A própria prefeita Carmen Zanotto levantou cedo e esteve no local para conversar com as pessoas que aguardavam o transporte. A prefeita constatou que pessoas estavam sendo deslocadas para outras cidades para realizar procedimentos que poderiam — e deveriam — ser feitos aqui mesmo em Lages.
Incremento de 8% nas vendas no período natalino
A CDL fez um balanço das vendas de final de ano e constatou que houve um incremento de 8% nas vendas do período natalino. Isso tudo graças ao empenho da prefeitura com a programação natalina que levou dezenas de pessoas ao centro de Lages todos as noites.
Isso deu um alento aos lojistas que não estavam passando uma boa fase nas vendas. Aliás, os próprios dirigentes da Câmara confessaram que assusta o número de lojas que estão fechando suas portas em Lages.
Mário Motta fiscalizou R$ 1,7 bilhão em contratos firmados pelo Estado
O deputado estadual Mário Motta (PSD) disse que já fiscalizou R$ 1,7 bilhão em contratos firmados pelo Estado, gerando uma economia direta de R$ 290 milhões aos cofres públicos.

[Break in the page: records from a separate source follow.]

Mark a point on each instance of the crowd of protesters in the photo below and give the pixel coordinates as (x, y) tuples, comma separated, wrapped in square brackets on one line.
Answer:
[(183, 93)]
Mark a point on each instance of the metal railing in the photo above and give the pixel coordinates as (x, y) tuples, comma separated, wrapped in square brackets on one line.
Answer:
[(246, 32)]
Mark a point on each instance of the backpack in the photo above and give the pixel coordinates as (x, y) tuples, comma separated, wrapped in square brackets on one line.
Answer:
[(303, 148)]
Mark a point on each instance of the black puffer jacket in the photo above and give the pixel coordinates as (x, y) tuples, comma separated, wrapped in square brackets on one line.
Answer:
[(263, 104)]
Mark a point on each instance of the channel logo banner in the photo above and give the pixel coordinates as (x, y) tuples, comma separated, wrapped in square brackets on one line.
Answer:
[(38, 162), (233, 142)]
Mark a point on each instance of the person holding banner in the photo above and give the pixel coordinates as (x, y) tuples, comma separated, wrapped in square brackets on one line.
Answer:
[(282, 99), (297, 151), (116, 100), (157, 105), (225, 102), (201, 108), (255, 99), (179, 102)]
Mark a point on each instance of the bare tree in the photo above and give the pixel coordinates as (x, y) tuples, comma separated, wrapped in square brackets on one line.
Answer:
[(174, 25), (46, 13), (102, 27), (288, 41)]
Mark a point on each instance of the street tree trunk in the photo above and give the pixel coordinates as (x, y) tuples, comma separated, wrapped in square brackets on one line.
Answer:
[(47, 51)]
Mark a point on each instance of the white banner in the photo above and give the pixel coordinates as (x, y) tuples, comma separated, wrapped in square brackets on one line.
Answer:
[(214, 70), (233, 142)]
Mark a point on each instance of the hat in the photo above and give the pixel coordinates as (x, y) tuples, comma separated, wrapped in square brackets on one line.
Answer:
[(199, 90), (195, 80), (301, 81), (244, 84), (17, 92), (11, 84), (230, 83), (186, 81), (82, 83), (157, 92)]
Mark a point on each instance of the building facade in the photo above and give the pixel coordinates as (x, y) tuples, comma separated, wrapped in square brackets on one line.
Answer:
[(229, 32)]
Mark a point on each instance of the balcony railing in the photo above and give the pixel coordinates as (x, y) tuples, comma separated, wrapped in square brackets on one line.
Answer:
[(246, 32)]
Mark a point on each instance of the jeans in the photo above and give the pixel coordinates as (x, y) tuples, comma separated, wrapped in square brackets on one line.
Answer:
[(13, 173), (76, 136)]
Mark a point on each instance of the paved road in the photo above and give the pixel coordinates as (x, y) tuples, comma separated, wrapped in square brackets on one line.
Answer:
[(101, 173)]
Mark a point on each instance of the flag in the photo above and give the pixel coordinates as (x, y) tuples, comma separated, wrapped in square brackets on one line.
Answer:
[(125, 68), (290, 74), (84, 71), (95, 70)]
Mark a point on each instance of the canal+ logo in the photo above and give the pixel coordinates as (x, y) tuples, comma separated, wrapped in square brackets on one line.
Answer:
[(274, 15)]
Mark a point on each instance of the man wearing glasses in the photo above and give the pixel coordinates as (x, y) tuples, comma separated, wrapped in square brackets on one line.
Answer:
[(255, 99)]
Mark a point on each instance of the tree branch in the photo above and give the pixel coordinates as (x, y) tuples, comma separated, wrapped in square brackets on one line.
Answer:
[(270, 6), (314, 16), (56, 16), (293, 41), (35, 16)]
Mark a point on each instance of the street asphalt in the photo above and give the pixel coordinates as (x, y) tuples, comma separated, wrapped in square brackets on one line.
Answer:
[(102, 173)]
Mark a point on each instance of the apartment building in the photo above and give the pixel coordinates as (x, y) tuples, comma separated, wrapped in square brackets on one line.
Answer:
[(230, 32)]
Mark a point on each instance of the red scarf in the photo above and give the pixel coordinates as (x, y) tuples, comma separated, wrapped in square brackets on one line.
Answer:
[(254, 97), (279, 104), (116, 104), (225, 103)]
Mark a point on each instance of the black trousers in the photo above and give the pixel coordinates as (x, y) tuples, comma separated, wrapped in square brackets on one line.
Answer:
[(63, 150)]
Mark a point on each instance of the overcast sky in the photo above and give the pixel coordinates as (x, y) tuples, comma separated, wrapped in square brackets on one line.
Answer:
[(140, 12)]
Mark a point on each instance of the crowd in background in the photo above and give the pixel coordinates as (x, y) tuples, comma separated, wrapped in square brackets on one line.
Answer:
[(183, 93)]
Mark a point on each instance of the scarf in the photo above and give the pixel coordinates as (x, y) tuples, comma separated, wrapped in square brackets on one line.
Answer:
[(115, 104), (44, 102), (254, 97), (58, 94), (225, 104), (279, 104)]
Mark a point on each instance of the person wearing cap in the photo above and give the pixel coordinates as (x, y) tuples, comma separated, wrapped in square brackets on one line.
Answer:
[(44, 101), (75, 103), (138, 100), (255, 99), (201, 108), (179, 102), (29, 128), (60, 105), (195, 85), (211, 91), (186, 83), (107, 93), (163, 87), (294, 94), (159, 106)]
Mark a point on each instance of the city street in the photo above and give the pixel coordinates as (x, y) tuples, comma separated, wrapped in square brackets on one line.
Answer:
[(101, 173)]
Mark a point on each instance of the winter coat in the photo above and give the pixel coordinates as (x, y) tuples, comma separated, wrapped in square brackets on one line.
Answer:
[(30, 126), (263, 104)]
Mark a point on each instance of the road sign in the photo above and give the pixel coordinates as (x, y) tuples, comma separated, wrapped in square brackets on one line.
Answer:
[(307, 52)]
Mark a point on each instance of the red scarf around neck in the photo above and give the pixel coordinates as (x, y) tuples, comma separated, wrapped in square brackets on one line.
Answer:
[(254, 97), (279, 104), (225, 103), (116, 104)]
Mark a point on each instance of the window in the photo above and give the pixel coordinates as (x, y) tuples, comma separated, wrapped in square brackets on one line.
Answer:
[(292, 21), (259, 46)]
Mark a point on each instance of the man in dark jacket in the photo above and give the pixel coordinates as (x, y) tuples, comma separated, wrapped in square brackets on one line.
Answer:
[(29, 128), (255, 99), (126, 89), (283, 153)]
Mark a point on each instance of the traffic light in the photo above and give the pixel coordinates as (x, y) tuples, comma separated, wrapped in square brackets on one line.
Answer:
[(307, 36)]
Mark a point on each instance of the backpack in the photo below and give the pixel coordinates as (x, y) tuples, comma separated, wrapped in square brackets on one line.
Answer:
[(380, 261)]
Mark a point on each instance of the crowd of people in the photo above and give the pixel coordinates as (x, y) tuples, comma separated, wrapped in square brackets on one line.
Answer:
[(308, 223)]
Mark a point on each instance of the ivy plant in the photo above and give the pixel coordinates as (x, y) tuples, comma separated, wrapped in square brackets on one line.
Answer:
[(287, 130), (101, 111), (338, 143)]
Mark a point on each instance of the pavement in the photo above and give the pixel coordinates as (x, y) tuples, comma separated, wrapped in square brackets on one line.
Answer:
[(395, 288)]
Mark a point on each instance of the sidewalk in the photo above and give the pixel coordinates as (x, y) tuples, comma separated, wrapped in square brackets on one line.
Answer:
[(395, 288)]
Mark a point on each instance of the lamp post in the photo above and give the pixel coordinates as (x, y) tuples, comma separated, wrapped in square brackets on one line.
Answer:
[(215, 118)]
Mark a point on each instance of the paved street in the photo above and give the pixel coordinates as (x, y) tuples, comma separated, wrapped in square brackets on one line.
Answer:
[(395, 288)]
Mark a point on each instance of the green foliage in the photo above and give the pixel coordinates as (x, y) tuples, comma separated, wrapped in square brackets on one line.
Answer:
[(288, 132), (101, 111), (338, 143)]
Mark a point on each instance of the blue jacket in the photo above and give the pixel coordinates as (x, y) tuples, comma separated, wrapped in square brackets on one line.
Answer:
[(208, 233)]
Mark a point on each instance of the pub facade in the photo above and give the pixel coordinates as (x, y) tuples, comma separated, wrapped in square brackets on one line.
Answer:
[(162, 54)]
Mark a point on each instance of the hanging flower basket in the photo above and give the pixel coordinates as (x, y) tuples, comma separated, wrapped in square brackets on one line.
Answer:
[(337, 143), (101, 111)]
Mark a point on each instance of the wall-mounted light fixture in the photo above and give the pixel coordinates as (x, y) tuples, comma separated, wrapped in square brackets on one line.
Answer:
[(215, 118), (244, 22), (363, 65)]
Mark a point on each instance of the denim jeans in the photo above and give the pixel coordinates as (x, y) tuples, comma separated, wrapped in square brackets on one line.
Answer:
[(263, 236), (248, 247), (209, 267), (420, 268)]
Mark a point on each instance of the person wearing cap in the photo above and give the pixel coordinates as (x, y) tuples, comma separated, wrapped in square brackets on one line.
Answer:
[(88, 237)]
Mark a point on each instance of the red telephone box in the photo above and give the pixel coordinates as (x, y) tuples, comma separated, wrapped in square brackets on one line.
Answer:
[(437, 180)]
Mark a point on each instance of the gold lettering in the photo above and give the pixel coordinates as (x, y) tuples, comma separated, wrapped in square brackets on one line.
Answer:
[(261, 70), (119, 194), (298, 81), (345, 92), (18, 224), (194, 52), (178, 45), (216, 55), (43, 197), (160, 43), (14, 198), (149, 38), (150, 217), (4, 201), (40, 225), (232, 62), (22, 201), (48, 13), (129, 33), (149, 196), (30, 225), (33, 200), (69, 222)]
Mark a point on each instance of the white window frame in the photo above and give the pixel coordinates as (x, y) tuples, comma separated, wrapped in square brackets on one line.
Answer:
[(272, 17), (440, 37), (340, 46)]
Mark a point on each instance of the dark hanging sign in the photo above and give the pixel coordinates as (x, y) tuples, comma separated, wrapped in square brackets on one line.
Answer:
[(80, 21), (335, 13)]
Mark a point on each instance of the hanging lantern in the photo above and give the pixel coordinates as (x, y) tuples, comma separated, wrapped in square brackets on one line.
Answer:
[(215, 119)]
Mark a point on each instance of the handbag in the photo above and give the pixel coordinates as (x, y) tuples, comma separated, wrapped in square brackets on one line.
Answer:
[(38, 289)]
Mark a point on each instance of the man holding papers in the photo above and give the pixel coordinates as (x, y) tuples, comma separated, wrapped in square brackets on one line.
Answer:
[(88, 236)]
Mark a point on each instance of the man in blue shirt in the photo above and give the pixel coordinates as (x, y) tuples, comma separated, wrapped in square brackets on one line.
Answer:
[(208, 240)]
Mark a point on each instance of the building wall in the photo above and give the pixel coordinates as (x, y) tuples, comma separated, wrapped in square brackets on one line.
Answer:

“Esse trabalho já trouxe resultados muito concretos. Suspendemos uma licitação de uniformes escolares, evitando R$ 138 milhões em possíveis irregularidades. Investigamos a compra de notebooks, o que resultou na Operação Família Premium do GAECO e impediu uma despesa de R$ 5 milhões. No âmbito federal, denunciamos a falta de investimento de R$ 42,9 milhões na estabilização das encostas do Morro dos Cavalos, na BR-101.”
Alguns dos secretários que podem deixar o governo para concorrer as eleições
Alguns secretários do governo Jorginho Mello (PL) devem deixar os cargos no início de abril, para estarem habilitados a disputar as eleições deste ano. O prazo final é até 4 de abril, seis meses antes do primeiro turno.
São eles: o secretário de Estado da Defesa Civil, Mário Hildebrandt (disputará a deputado estadua); secretário de Estado da Agricultura, Carlos Chiodini (vai a reeleição à Câmara dos Deputados ou o cargo de vice-governador), secretário de Estado da Indústria, Comércio e Serviço, Silvio Dreveck (disputará uma vaga à Câmara Federal); secretário de Estado do Planejamento, Fabrício Oliveira (a deputado estadual). O delegado-geral Ulisses Gabriel e o secretário de Estado da Infraestrutura, Jerry Comper, o secretário adjunto de Estado do Turismo, André Moser, a consultora executiva da Secretaria de Estado da Saúde, Nilza Simas disputarão uma vaga na Alesc.
Outro que deve deixar o governo é Beto Martins, secretário de Estado de Portos, Aeroportos e Ferrovias mas, em princípio não é candidato.